Welsh, Christine. “Voices of the Grandmothers: Reclaiming a Métis Heritage.” Canadian Literature 131.131 (1991): 15.
“Voices of the Grandmothers: Reclaiming a Métis Heritage.” is an article written by Christine Welsh about her acceptance of her Métis background through the oral stories and histories she compiled while researching Métis heritage. Christine Welsh is an Associate Professor at the University of Victoria and a Métis documentary filmmaker and writer. Welsh’s article in Canadian Literature is about the importance of native oral history “as an ancient yet viable form of human discourse that encompasses the entire story of a people, both past and present”.
“Voices of the Grandmothers: Reclaiming a Métis Heritage.” is extremely evocative of the importance of oral traditions. The article is based on Welsh’s discovery of her own appreciation for her heritage and the culmination in a lifetime of work geared towards spreading Métis voices. Welsh brings up the idea that what we would define as myths are in fact “the embodiment of history as native people perceive it” an important revelation that helps us understand the importance of stories for Métis peoples. Story-telling leads to story-writing as we strive to put our narratives and history into writing. Welsh’s article looks at her research into her own ancestry and by understanding her own background she begins to learn about others. Welsh looks at how loss of language, due to children being removed from their families to be “educated”, and how these children were thus unable to understand their stories, and their heritage. Welsh outlines the need to “record and preserve this tradition” in order to help children and descendants understand these stories and myths. Welsh uses the example of her ancestor, Margaret Taylor, as an example of how her voice was lost because she left no written record and Welsh was thus left to rely on secondary sources and records in order to find out about her life. It is stories, learnt from others, from books, and from family members which help us learn about our heritage.
Welsh’s article is extremely important in looking at both the importance of oral traditions and the importance of writing these down in order to preserve them so that others can learn and remember them. According to Welsh native women are “engaged in creating a new history, our history, using our own voices and experiences.

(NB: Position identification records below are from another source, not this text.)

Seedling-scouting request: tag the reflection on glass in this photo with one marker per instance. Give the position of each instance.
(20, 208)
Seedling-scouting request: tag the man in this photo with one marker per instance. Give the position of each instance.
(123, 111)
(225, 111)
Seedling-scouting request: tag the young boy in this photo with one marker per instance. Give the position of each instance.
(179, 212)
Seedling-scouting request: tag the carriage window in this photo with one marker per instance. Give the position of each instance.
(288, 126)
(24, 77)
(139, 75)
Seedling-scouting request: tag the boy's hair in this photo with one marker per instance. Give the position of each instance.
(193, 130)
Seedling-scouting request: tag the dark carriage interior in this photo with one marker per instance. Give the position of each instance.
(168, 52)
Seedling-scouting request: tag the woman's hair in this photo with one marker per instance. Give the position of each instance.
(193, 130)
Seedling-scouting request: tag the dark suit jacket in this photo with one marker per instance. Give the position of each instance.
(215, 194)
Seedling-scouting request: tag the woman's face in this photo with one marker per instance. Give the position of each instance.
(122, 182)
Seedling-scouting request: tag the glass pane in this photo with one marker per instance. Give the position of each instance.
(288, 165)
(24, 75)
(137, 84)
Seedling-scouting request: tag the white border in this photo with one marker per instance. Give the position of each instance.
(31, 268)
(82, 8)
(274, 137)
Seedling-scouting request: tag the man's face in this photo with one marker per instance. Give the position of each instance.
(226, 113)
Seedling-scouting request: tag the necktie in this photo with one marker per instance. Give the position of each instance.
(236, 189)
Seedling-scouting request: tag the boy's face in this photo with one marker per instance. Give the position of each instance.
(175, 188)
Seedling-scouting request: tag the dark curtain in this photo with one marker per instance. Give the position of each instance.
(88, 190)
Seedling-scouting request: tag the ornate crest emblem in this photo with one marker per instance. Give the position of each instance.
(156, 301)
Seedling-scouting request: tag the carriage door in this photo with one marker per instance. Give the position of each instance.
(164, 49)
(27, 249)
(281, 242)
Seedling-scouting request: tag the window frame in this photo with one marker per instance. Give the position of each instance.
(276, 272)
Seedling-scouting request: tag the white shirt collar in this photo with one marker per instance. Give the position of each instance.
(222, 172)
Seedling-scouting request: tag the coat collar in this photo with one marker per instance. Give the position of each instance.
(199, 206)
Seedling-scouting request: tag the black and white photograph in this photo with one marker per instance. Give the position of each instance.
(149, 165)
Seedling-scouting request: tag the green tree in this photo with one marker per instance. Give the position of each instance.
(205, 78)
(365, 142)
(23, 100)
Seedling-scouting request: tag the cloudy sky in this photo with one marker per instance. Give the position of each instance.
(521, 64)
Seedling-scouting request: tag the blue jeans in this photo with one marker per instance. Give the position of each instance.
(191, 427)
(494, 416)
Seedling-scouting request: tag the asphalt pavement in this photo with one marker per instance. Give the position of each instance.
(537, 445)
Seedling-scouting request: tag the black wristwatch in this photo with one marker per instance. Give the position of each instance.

And as we raise our voices — as we write, sing, teach, make films — we do so with the certainty that we are speaking not only for ourselves but for those who came before us whom history has made mute” (Welsh 24).
Works Cited
LaRoque, Emma. “The Métis in English Canadian Literature.” The Canadian Journal of Native Studies 3.1 (1983): 85.
McGonegal, Julie. “Reimagining Canada: An Interview with Joseph Boyden on Metis Identity, Storytelling, and Public History.” Postcolonial Text 7.2 (2012): 8.